DOMELA : C'est en 1923. Et, je voudrais ajouter quelque chose, c'est que j'ai des difficultés à suivre mon ami Malina dans certains aspects de ce qu'il a dit. Il dit qu'il peut faire aussi bien un objet figuratif qu'un objet abstrait. Mais, où est-il lui-même dans ce cas-là ? Il n'a pas choisi. C'est une chose que je comprends très mal. L'abstrait est le résultat d'une suite d'expériences qui nous y ont menés. Une fois que l'on a trouvé sa voie dans l'abstrait, on ne peut plus faire du figuratif, et si l'on a fait du figuratif, c'est la même chose : on a suivi une certaine ligne, on s'exprime dans le figuratif et on continue, mais on ne fait pas de l'abstrait à côté. C'est pour moi une chose qui reste une énigme.

MALINA : Je vais vous dire pourquoi il n'y a pas de problème pour moi. Peut-être ma raison n'est pas correcte. Pour moi, tout art va dans le sens figuratif... [ passage illisible]. Maintenant, pour une personne qui n'a pas étudié l'astronautique, une trajectoire dans l'espace est un objet abstrait. Pour moi, c'est figuratif. C'est seulement un paysage différent. Pour moi, il n'y pas de conflit. Je suis intéressé par plusieurs aspects du monde visuel. Si un jour, je désire faire quelque chose qui me fait plaisir dans tel ou tel domaine, ce n'est pas pour moi une bataille entre l'art abstrait et l'art figuratif, parce que pour moi, il n'est pas possible qu'un artiste fasse quelque chose d'abstrait sans relation avec ce qu'il a vu dans sa vie. Bien sûr, il invente, il combine, il arrange des éléments qui n'existent pas dans le monde. Mais les éléments de base, il les a trouvés dans le monde. Autrement, si nous n'avons pas de source d'information dans notre tête, rien n'en sort. Je ne sais pas si Domela est d'accord.
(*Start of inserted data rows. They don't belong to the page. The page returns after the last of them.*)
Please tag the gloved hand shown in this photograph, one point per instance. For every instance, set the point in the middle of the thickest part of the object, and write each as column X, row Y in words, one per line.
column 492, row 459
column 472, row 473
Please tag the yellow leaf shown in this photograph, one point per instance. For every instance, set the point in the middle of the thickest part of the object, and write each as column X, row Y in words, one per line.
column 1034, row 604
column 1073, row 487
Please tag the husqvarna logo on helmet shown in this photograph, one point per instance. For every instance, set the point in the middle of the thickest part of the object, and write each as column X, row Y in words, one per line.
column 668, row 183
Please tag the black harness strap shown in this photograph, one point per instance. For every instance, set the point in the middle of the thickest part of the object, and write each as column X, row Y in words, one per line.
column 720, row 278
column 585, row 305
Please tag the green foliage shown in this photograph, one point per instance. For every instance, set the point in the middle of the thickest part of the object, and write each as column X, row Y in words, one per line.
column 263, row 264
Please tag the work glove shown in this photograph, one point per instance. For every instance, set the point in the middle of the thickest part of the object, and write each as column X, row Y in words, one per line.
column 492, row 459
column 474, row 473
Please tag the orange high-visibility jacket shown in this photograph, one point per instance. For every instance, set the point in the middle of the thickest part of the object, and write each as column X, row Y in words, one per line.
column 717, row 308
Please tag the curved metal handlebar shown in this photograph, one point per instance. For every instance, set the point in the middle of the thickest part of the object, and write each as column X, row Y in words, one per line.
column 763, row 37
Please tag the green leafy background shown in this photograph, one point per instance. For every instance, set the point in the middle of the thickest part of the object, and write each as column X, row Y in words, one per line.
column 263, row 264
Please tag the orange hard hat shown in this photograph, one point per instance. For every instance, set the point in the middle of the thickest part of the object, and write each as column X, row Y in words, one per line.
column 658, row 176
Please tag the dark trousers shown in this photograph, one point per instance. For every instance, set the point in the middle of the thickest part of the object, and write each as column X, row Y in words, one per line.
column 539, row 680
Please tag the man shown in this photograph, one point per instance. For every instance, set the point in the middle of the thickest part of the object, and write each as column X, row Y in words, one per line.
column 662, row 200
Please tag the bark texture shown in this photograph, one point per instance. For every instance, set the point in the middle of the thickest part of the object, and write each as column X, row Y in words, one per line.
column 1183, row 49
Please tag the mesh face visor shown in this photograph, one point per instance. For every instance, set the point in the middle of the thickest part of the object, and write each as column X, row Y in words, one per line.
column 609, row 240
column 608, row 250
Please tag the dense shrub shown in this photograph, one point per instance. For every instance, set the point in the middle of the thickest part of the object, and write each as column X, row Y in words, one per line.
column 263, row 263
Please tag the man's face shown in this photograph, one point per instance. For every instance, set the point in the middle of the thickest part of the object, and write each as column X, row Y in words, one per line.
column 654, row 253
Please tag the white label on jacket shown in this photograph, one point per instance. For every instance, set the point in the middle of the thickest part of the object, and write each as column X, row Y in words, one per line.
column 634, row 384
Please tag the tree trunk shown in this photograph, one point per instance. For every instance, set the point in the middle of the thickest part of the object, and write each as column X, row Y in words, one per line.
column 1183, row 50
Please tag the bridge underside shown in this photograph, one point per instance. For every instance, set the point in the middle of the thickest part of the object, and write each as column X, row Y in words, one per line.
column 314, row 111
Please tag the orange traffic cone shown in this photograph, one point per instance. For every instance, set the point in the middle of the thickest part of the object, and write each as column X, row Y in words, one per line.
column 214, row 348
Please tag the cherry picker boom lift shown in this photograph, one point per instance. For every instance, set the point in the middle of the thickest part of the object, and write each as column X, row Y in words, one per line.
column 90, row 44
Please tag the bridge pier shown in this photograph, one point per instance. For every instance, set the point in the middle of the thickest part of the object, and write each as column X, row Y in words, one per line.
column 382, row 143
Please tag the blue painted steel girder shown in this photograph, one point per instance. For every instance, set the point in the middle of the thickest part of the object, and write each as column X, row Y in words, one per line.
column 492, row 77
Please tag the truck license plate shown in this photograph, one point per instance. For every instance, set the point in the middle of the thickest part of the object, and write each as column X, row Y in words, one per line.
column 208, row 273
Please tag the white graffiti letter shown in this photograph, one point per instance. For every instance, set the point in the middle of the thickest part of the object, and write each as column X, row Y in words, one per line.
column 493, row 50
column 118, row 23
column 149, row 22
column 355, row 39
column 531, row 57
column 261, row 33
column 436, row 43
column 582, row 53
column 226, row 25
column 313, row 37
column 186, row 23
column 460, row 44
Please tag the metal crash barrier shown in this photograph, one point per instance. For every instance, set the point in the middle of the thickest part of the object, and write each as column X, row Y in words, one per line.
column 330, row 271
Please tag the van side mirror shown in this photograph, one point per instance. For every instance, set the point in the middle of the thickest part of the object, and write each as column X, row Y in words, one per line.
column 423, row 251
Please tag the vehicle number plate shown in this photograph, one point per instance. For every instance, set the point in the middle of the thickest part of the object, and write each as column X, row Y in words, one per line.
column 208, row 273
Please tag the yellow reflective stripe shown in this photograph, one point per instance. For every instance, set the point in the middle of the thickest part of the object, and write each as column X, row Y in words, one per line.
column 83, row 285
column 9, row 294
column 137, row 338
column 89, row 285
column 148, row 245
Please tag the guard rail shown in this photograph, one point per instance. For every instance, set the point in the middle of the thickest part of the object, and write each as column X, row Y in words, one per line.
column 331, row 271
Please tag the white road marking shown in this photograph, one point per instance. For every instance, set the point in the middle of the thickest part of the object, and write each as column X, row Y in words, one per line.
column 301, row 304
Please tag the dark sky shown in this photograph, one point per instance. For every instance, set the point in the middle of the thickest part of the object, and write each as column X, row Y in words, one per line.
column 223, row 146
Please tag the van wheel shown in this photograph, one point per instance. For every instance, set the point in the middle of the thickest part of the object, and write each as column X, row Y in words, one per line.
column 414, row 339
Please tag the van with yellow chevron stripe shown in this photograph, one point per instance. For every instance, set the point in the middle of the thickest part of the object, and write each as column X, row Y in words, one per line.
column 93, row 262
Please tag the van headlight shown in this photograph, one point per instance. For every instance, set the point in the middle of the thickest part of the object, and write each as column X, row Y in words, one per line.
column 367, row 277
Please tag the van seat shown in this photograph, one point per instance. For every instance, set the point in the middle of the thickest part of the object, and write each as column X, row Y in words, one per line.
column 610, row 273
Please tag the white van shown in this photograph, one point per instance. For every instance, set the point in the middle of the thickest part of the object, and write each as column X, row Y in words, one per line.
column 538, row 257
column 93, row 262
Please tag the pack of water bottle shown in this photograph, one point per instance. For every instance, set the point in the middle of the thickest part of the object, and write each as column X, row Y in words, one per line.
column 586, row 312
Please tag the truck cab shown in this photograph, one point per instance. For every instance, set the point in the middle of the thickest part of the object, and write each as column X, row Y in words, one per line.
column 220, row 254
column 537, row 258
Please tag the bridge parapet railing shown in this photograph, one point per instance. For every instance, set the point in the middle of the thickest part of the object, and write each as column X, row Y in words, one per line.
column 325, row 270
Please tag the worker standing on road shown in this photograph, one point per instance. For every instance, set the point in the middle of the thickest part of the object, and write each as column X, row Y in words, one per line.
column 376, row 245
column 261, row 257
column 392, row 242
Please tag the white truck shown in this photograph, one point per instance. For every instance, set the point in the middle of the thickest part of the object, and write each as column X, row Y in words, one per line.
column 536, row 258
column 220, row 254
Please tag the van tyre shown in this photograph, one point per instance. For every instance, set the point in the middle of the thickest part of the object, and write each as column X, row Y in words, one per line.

DOMELA : C'est très difficile pour moi d'être complètement d'accord avec Malina, bien sûr. La question se pose autrement pour moi, puisque, quand je commence une composition, j'ai une préconception de la chose exacte. Je ne commence pas quelque part sur un tableau, sans savoir où cela va finir. Si bien que l'objet est pratiquement figé. Mais je ne me considère pas comme un créateur. Je me considère comme quelqu'un qui imite le geste créatif du monde. Et comme Malina le dit justement, on ne peut pas travailler sans recevoir des influences de tous les objets de la nature qui nous environnent. Et toutes les formes de la nature se répètent en nous quelque part. Elles sont en nous à l'état latent. Et par un choc intérieur ou extérieur, certaines formes surgissent et font le point de départ de cette préconception. Mais quand même, il y a une différence dans l'approche du tableau ou de la composition entre Malina et moi, puisqu'il trouve que tout ce qui est, tout ce que l'homme produit est figuratif. Dans ce sens-là, je suis d'accord avec lui : tout est figuratif. Mais on a maintenant établi certaines divergences qui existent réellement entre l'art abstrait et l'art figuratif. L'art figuratif reste toujours la reproduction d'un certain coin de la nature, même transformée par la vue de l'artiste. Je crois même que dans l'art abstrait, les formes qui surgissent, on peut les retrouver dans la nature. Mais, quand il s'agit de moi, je n'ai aucun souvenir de les avoir vues quelque part dans la nature. Je ne sais même pas où je les aurais vues.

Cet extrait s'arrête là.